Australia’s Composite PMI, meanwhile, dipped slightly to 51.4 from 51.6. Services and manufacturing both saw mild slowdowns, though domestic demand supported hiring activity. Rising export costs and FX-driven inflation were flagged by manufacturers, contributing to the highest selling price inflation in nine months.
Eurozone: services slip into contraction, manufacturing shrugs off tariffs
Europe’s story was one of stagnation. The Eurozone Composite PMI fell to 50.1, a four-month low, down from 50.9 in March. Notably, the services sector contracted for the first time in five months, with the index falling below the 50.0 threshold to 49.7. The drag from services more than offset a modest uptick in manufacturing, which rose to 48.7 — a 27-month high — despite the implementation of U.S. tariffs.
Manufacturers in the bloc appear relatively unbothered by the 10% general and 25% auto-specific U.S. tariffs. Falling energy prices and planned increases in defense spending helped cushion sentiment and output in heavy industry. However, overall business activity remained flat, with economists warning that the Eurozone has entered “stagnation territory.”
Encouragingly for the ECB, price data showed signs of easing. Service sector selling prices decelerated, while input costs in manufacturing declined for the first time in five months — suggesting some disinflation momentum.
Germany and France mirrored the regional pattern: stronger factory output, weaker service activity.
UK: broad-based downturn raises red flags for Bank of England
In stark contrast, the UK’s flash PMI data painted a bleaker picture. The Composite PMI plunged from 51.5 to 48.2 — the lowest level since January 2022. Services, which had held up in recent months, dropped sharply to 48.9, while manufacturing fell further to 44.0, a 20-month low.
The data points to a quarterly GDP contraction of around -0.3%. Business sentiment slumped to its weakest since late 2021, with concerns mounting over faltering exports and rising input costs. Higher staffing expenses, driven by recent changes to minimum wage and National Insurance, have further squeezed margins across sectors.
Markets are now pricing in a higher likelihood that the Bank of England will opt for a rate cut at its May meeting. The sharp contraction, alongside collapsing business confidence, has reignited concerns about a potential recession.
Fed policymakers tread cautiously amid global storm
Back in the U.S., recent comments from Fed Governor Adriana Kugler and Minneapolis Fed President Neel Kashkari highlighted the growing policy dilemma. Both officials acknowledged that tariffs and persistent inflation are complicating the outlook.
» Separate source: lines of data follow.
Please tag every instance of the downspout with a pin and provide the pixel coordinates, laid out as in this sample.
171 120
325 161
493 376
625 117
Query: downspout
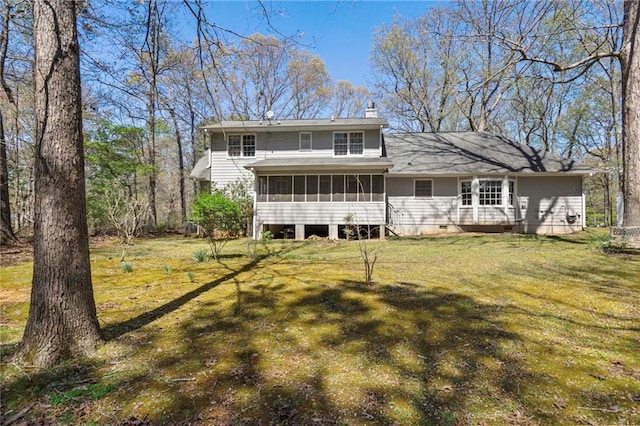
255 205
584 206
Kugler emphasized the need to hold steady and monitor the data, warning that the inflationary effects of tariffs could be greater than previously estimated.
Kashkari underscored the risk of trying to manage rising inflation and slowing growth simultaneously, noting that waning investor confidence in U.S. assets — reflected in a weakening dollar and rising yields — adds further stress to the policy environment.